Enquanto ainda abraçava Marta, percebi a aproximação de William e Ana Júlia pelo canto do olho. Um incômodo imediato tomou conta de mim, como uma presença indesejada invadindo um espaço sagrado. Ana Júlia chegou primeiro, envolta por uma falsa suavidade, e me abraçou de forma repentina, forçando uma intimidade que me deixou rígido. Senti que algo estava errado — e estava. Enquanto eu estava momentaneamente preso naquele abraço forçado, William se aproveitou da abertura para se aproximar de Sally.

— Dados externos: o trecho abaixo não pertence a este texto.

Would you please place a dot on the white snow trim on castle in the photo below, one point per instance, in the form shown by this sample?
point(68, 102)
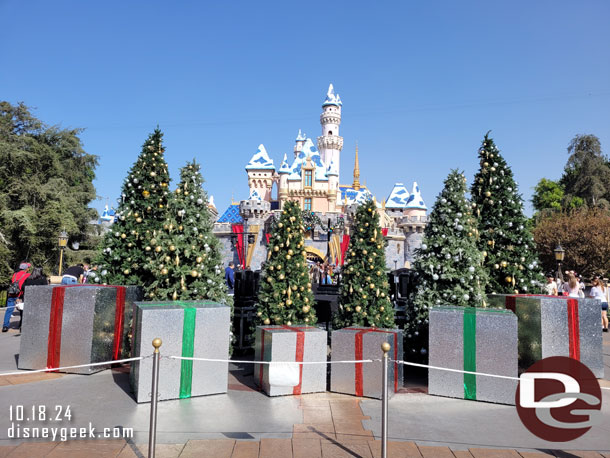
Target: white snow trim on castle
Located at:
point(254, 195)
point(399, 196)
point(309, 150)
point(285, 168)
point(415, 200)
point(332, 98)
point(260, 160)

Com um gesto dissimulado, ele passou o braço ao redor dela e, inclinando-se, sussurrou algo em seu ouvido. Vi o corpo dela enrijecer no mesmo instante, os olhos arregalando-se levemente em desconforto.

A raiva explodiu dentro de mim. Empurrei Ana Júlia para o lado, sem me importar mais com aparências ou cerimônias, e em dois passos afastei William de Sally com força, empurrando-o com firmeza no peito. Ele tropeçou para trás, surpreso pela reação, e seu olhar se acendeu em puro ódio. Sally imediatamente voltou ao meu lado, o rosto tenso, sem dizer nada — apenas entrelaçou sua mão na minha, apertando com força, como se deixasse claro de uma vez por todas de onde ela escolhia estar. O calor da mão dela era um contraste direto à frieza no olhar de William. E por mais que o momento tivesse sido manchado por aquela provocação, o elo entre nós havia se mostrado mais forte do que qualquer sombra do passado.